Assessing the impact of fertilizer application on net soil-derived emission budgets from a temperate willow (Salix miyabeana) short rotation coppice system

Abstract

Willow (Salix spp.) short-rotation coppice (SRC) systems are productive bioenergy feedstocks that can be cultivated on marginal land and generate high yields when amended with nitrogen (N) fertilizers. However, fertilizer application results in greater N2O emissions and negates the potential carbon (C) neutrality of willow bioenergy systems. We evaluated 1) the effect of N fertilizer application on the soil-atmosphere exchange of CO2-C and (N2O-N emissions, soil NH4+-N and NO3−-N); 2) emissions generated during winter and freeze-thaw cycles (FTCs); and 3) the net annual emission (CO2-equivalents [CO2-eq]) from willow SRC systems. CO2-C emissions followed seasonal trends with elevated emissions occurring in the spring and summer. Significantly greater (p < 0.05) CO2-C emissions were observed during the growing season, whereas only 7.2%–13.4% of the total CO2-C emissions occurred during the winter. Freeze-thaw cycles (FTCs) did not significantly (p < 0.05) increase CO2-C emissions. Nitrogen fertilizer application increased soil NH4+ and NO3− availability resulting in an N2O-N hot moment following fertilizer application in the spring. There was a N2O-N hot moment following FTC events, and winter N2O-N emissions were minimal.
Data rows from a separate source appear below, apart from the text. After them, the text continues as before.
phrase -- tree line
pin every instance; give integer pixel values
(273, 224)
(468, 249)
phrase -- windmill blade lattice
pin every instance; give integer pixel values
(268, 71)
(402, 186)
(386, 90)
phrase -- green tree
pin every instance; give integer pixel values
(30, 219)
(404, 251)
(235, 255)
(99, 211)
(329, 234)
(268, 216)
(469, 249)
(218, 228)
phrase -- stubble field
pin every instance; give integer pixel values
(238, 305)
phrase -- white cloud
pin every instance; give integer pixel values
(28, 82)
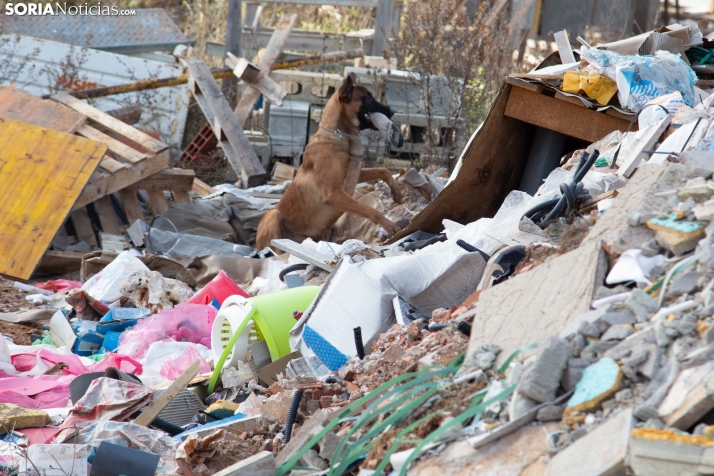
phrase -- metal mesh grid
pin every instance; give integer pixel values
(150, 29)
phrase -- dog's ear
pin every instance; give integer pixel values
(347, 88)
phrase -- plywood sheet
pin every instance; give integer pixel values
(42, 172)
(560, 116)
(493, 165)
(26, 107)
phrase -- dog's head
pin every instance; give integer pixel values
(357, 99)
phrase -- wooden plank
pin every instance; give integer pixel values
(159, 205)
(493, 162)
(201, 188)
(128, 114)
(570, 99)
(158, 405)
(110, 165)
(59, 262)
(561, 116)
(181, 197)
(224, 123)
(234, 38)
(536, 76)
(565, 51)
(261, 464)
(519, 83)
(382, 27)
(169, 179)
(304, 253)
(42, 172)
(115, 146)
(102, 185)
(132, 207)
(112, 123)
(611, 111)
(26, 107)
(107, 216)
(83, 226)
(252, 75)
(267, 60)
(632, 158)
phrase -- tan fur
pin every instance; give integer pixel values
(331, 168)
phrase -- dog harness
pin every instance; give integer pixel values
(339, 133)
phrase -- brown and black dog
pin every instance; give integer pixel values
(331, 168)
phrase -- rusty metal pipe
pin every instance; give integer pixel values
(218, 73)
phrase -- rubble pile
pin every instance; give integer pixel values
(546, 310)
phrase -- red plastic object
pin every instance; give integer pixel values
(58, 285)
(220, 288)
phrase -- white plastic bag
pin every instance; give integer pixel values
(642, 78)
(106, 284)
(653, 114)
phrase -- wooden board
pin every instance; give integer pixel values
(83, 226)
(174, 180)
(493, 163)
(153, 410)
(226, 127)
(560, 116)
(135, 155)
(267, 60)
(59, 262)
(104, 184)
(26, 107)
(304, 253)
(42, 173)
(112, 123)
(201, 188)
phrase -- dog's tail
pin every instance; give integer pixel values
(270, 228)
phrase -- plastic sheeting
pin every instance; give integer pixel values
(185, 322)
(108, 399)
(106, 284)
(642, 78)
(361, 294)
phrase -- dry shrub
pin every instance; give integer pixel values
(443, 46)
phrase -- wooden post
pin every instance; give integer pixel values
(270, 57)
(382, 26)
(234, 33)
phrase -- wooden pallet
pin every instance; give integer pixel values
(115, 213)
(225, 125)
(133, 155)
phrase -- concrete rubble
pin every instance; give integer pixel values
(546, 309)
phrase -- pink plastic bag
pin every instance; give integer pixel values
(27, 361)
(173, 368)
(175, 323)
(219, 288)
(58, 285)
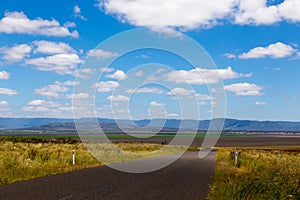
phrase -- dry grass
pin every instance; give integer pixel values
(23, 161)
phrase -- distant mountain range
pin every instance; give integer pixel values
(57, 124)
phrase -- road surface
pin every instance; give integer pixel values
(187, 178)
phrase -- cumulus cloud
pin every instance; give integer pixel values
(244, 89)
(119, 75)
(201, 13)
(60, 63)
(4, 75)
(18, 22)
(15, 53)
(77, 12)
(101, 54)
(258, 13)
(151, 90)
(203, 97)
(106, 69)
(106, 86)
(165, 13)
(260, 103)
(4, 108)
(40, 105)
(203, 76)
(172, 115)
(118, 98)
(78, 96)
(154, 103)
(3, 103)
(277, 50)
(180, 92)
(48, 47)
(71, 83)
(55, 90)
(7, 91)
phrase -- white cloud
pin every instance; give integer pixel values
(201, 13)
(172, 115)
(139, 73)
(167, 32)
(71, 83)
(4, 75)
(106, 69)
(203, 97)
(244, 89)
(59, 63)
(78, 96)
(15, 53)
(53, 90)
(119, 75)
(7, 91)
(165, 13)
(154, 103)
(202, 103)
(289, 10)
(4, 108)
(258, 13)
(48, 47)
(39, 105)
(277, 50)
(180, 92)
(230, 55)
(203, 76)
(118, 98)
(145, 90)
(77, 12)
(18, 22)
(107, 86)
(260, 103)
(101, 54)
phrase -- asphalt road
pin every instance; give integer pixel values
(187, 178)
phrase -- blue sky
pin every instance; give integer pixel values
(254, 44)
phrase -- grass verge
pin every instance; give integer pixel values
(262, 174)
(21, 160)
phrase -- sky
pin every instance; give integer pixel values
(45, 47)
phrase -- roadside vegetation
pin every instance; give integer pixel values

Overall, N2O-N emissions accounted for 2.2–3.4% of the total annual emissions. Willow SRC systems were a C sink in fertilized treatments with a C sequestration potential of 10.79 Mg CO2-eq ha−1 yr−1. Unfertilized treatments were a slight C source, with net emissions of 1.19 Mg CO2-eq ha−1 yr−1. We recommend a low rate of fertilizer application to willow SRC systems to maintain these systems as a long-term C sink.